As I have mentioned in prior blog posts, I have been writing a data architecture book, which I started last November. The title of the book is “Deciphering Data Architectures: Choosing Between a Modern Data Warehouse, Data Fabric, Data Lakehouse, and Data Mesh” and it is being published by O’Reilly. They have made the first two chapters and the preface available in their Early Release program. It’s 32 printed pages. Check it out here! You can expect to see 1-2 additional chapters appear each month. This is a great way to start reading the book without having to wait until the entire book is done. Note you have to have an O’Reilly subscription to access it, or start a free 10-day trial. The site has the release date for the full book as September 2024, but I’m expecting it to be available by the end of this year. Please send me any feedback on the book to firstname.lastname@example.org. Would love to hear what you think!
Here is the abstract of the book:
Data fabric, data lakehouse, and data mesh have recently appeared as viable alternatives to the modern data warehouse. These new architectures have solid benefits, but they’re also surrounded by a lot of hyperbole and confusion. This practical book provides a guided tour of each architecture to help data professionals understand its pros and cons.

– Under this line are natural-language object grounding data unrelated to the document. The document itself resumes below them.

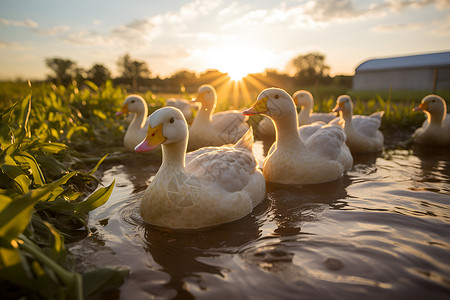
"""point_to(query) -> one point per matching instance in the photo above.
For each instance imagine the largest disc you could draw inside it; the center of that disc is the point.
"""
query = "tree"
(310, 68)
(98, 74)
(64, 69)
(133, 69)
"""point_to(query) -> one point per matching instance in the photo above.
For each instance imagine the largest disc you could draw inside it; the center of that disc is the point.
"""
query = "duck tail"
(246, 141)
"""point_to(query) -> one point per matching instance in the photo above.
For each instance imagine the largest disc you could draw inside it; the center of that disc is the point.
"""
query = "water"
(382, 231)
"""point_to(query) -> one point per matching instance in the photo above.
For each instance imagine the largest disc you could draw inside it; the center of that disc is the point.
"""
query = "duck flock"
(219, 180)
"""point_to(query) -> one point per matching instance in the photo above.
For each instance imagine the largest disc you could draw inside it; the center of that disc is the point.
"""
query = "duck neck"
(139, 119)
(205, 114)
(303, 116)
(173, 156)
(437, 118)
(287, 129)
(347, 117)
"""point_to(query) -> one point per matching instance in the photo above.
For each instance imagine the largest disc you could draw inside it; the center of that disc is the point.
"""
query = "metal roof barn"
(416, 72)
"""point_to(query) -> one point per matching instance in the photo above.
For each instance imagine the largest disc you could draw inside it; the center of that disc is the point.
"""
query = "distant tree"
(64, 69)
(310, 68)
(98, 74)
(133, 69)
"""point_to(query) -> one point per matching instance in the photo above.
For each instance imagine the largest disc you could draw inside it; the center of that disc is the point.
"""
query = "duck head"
(274, 103)
(167, 125)
(133, 104)
(303, 98)
(434, 106)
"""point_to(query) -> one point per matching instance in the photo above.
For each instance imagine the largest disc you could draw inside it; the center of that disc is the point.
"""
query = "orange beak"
(421, 107)
(153, 139)
(260, 107)
(123, 111)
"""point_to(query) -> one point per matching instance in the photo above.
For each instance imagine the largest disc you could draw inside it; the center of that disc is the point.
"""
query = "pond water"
(382, 231)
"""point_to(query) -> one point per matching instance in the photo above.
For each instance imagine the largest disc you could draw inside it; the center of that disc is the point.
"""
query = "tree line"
(307, 69)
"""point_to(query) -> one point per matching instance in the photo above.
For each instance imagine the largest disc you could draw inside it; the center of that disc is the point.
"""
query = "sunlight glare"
(238, 62)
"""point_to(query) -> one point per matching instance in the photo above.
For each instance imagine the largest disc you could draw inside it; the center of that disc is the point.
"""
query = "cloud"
(19, 23)
(139, 33)
(16, 46)
(397, 27)
(87, 38)
(51, 31)
(441, 27)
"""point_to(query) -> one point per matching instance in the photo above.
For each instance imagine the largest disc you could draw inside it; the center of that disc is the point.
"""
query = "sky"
(236, 37)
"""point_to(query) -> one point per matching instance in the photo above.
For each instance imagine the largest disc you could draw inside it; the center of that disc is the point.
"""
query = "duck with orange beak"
(363, 134)
(435, 129)
(206, 187)
(322, 157)
(137, 129)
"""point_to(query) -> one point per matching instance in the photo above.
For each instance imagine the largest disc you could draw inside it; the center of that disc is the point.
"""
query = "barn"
(426, 72)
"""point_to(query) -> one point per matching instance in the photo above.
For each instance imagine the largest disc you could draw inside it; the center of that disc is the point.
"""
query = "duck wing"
(327, 141)
(226, 167)
(307, 131)
(368, 125)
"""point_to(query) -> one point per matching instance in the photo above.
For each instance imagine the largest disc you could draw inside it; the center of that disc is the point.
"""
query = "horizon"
(236, 38)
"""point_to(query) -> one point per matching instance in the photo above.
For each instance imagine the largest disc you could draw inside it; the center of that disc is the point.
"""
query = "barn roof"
(413, 61)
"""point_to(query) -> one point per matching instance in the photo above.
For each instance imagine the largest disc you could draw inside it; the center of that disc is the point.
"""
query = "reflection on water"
(381, 231)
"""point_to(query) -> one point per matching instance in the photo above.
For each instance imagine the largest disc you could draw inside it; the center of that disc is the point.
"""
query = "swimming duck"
(207, 187)
(322, 157)
(435, 129)
(363, 134)
(305, 100)
(137, 129)
(222, 128)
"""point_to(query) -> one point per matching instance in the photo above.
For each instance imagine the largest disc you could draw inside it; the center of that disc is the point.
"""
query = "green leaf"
(97, 165)
(15, 215)
(11, 169)
(53, 148)
(96, 199)
(102, 279)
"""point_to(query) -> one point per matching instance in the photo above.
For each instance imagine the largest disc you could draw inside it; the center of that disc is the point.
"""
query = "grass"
(53, 139)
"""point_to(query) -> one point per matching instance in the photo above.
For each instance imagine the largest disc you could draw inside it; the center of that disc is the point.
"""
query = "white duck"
(222, 128)
(137, 129)
(186, 107)
(207, 187)
(436, 129)
(322, 157)
(363, 134)
(305, 100)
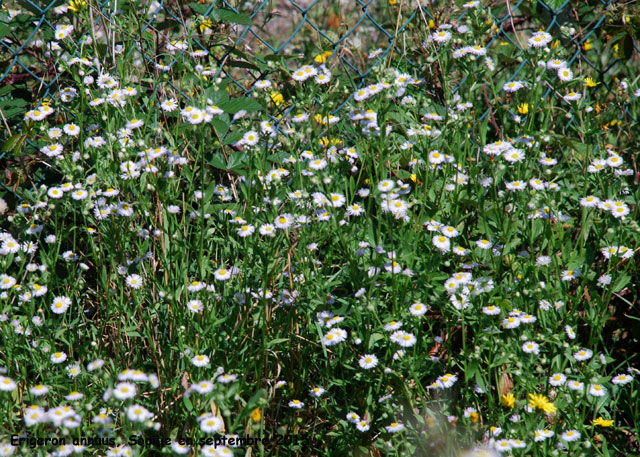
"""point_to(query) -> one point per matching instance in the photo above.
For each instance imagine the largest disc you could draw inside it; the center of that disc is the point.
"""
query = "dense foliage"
(439, 259)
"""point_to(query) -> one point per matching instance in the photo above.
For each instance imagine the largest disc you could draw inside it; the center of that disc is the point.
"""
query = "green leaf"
(4, 30)
(13, 103)
(229, 16)
(233, 137)
(236, 160)
(15, 142)
(200, 9)
(220, 126)
(217, 161)
(620, 283)
(241, 64)
(246, 103)
(277, 341)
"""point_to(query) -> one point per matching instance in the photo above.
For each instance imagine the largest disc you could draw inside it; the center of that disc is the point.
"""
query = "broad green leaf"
(237, 104)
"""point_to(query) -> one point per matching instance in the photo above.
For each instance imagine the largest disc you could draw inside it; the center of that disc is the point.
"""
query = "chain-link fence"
(356, 36)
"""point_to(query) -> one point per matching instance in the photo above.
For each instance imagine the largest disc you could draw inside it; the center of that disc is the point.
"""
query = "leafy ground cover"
(440, 261)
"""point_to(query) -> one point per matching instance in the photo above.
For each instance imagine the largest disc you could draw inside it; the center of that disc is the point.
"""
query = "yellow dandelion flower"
(603, 422)
(76, 5)
(322, 58)
(277, 98)
(590, 82)
(205, 24)
(256, 415)
(508, 400)
(539, 401)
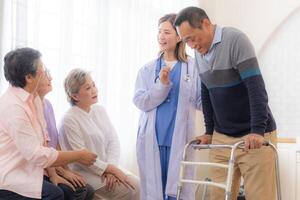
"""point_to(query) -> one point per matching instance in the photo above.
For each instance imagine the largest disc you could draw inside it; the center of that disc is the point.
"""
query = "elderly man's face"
(198, 39)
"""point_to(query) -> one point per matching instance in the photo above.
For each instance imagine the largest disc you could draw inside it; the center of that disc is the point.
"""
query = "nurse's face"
(88, 93)
(167, 37)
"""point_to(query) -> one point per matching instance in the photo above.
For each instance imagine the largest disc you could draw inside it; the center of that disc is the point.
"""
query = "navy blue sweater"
(234, 97)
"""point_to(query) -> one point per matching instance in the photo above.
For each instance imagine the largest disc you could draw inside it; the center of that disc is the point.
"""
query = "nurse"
(167, 91)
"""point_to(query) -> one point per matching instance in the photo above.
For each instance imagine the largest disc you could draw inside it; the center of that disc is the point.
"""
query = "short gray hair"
(75, 79)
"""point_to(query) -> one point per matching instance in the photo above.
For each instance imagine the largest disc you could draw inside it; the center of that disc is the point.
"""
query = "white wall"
(257, 18)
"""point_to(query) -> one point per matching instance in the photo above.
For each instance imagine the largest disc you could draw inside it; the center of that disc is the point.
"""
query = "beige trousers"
(257, 167)
(120, 192)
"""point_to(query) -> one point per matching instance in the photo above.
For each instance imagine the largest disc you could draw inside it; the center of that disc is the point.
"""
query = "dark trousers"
(81, 193)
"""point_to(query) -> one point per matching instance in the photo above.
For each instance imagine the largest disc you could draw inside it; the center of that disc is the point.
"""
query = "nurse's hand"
(87, 157)
(110, 181)
(120, 175)
(164, 75)
(204, 139)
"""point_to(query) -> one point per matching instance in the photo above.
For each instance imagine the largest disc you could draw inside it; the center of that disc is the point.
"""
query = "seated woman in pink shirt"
(24, 155)
(72, 184)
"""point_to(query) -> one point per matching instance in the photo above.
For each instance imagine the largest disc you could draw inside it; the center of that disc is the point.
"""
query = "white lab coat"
(149, 95)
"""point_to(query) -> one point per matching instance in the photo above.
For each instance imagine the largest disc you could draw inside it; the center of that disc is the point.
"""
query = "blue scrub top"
(166, 111)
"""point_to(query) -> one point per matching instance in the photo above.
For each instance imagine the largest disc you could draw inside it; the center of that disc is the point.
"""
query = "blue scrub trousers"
(164, 161)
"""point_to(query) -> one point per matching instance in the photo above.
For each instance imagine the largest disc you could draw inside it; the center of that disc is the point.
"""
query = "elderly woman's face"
(45, 85)
(88, 93)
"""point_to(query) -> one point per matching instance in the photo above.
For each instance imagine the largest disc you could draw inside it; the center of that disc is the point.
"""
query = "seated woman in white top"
(87, 126)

In the process, James Serra, big data and data warehousing solution architect at Microsoft, examines common data architecture concepts, including how data warehouses have had to evolve to work with data lake features. You’ll learn what data lakehouses can help you achieve, and how to distinguish data mesh hype from reality. Best of all, you’ll be able to determine the most appropriate data architecture for your needs. By reading this book, you’ll:
- Gain a working understanding of several data architectures
- Know the pros and cons of each approach
- Distinguish data architecture theory from the reality
- Learn to pick the best architecture for your use case
- Understand the differences between data warehouses and data lakes
- Learn common data architecture concepts to help you build better solutions
- Alleviate confusion by clearly defining each data architecture
- Know what architectures to use for each cloud provider
And here is the table of contents (subject to change):
A brief description of how the book publishing process works, for those interested: You submit a book proposal (for O’Reilly go here). You discuss your abstract with an acquisitions editor, and if the proposal is accepted, you sign a contract that contains a timeline for when the chapters are due. Then start writing! It could take a year or more to finish a book, hence the benefit of the Early Release program. How this works is you write a chapter and submit it to a development editor, who will make edits and suggested changes and sends it back to you (the edits are more along the lines of structure and content, not so much on grammar). You make some or all of the suggested changes and submit it back to the development editor. You may repeat this cycle a couple of times for each chapter. Once you do this for two chapters (they don’t have to be the first two chapters in the book), you are ready for the early-release program. Those two chapters are sent to a production editor who publishes them to the O’Reilly site. Then approximately every month you try and write 1-2 chapters that can be edited and posted to the site. The content is considered “unedited” but as I explained earlier there is editing being done for structure and content and the grammar editing will be done by a copy editor after all the chapters are posted in the Early Release program. So the chapters you read in the Early Release program will have some changes, but usually not much. Most of what I’m describing happens before your book gets to production (if you’re curious about that, I’d recommend checking out O’Reilly’s guide to Production.) The Early Release process is pretty O’Reilly-specific, and different authors and development editors will manage the revisions and number of chapter expectations differently. The level of edit for copyedits and proofreads in production will depend on a number of factors as well.